Accanto a questi si producono i vini da invecchiamento, prodotti di nicchia, in 2-3000 bottiglie: sono il territorio in cui l’enologo ha scelto di muoversi in libertà. E con grandi risultati. Lo Scheria bianco (Biancolella e Fiano) macera fino a 4 giorni (per un bianco è un azzardo!), poi va in acciaio, sempre a temperatura controllata. Infatti, l’uso del freddo in ogni fase della lavorazione, per questo come per tutti gli altri vini prodotti, garantisce la conservazione delle caratteristiche aromatiche dell’uva che le variazioni di temperatura, inevitabile nelle cantine di un tempo, mettono in pericolo. Poi il vino va in botte insieme alla feccia e infine è imbottigliato, senza altro trattamento che una filtrazione preimbottigliamento. E’ un prodotto per intenditori, di grande struttura – un ‘bianco-rosso’, come si dice – con caratteristiche aromatiche evolute, di marmellata, spezie, ma emerge anche la vaniglia del legno. Si associa a piatti saporiti ed ai formaggi, ma è talmente pieno che si può bere anche da solo. Lo Scheria rosso aggiunge ai vitigni nostrani Guarnaccia e Piedirosso (in dialetto chiamato per ‘e palummo), Aglianico e Syrah, adatti all’invecchiamento: va in botte per 2 anni, infine, prima dell’imbottigliamento, si aggiungono, seguendo una ‘ricetta’ antica, due bianchi d’uovo con del sale per eliminare l’eccesso di tannino. Questo vino è nato per dimostrare che anche a Ischia, dove manca una tradizione per i rossi, è possibile produrne uno di grande qualità, e la sfida è stata vinta perché lo Scheria è il più rinomato rosso della provincia di Napoli e tra i primi della Campania. E’ molto morbido, con un bouquet elegante, in cui il sentore di marmellata si mischia alle spezie.
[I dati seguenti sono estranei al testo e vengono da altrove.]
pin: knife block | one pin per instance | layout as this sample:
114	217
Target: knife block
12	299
Pietratorcia regala anche la possibilità di un’immersione nel mondo dei sapori e dei luoghi che da secoli sono legati al vino ischitano. Nella sede del Cuotto, fra Forio e Panza, si può visitare un’antica cantina del ‘700, che era fra le più grandi della zona, ristrutturata con un uso fedele della pietra locale, il tufo verde, cui si affianca un delizioso ristorante, dove i vini si possono assaggiare in abbinamento a tipici piatti ischitani come il coniglio da fossa (anch’esso di produzione propria), e a piatti di pesce e di formaggi.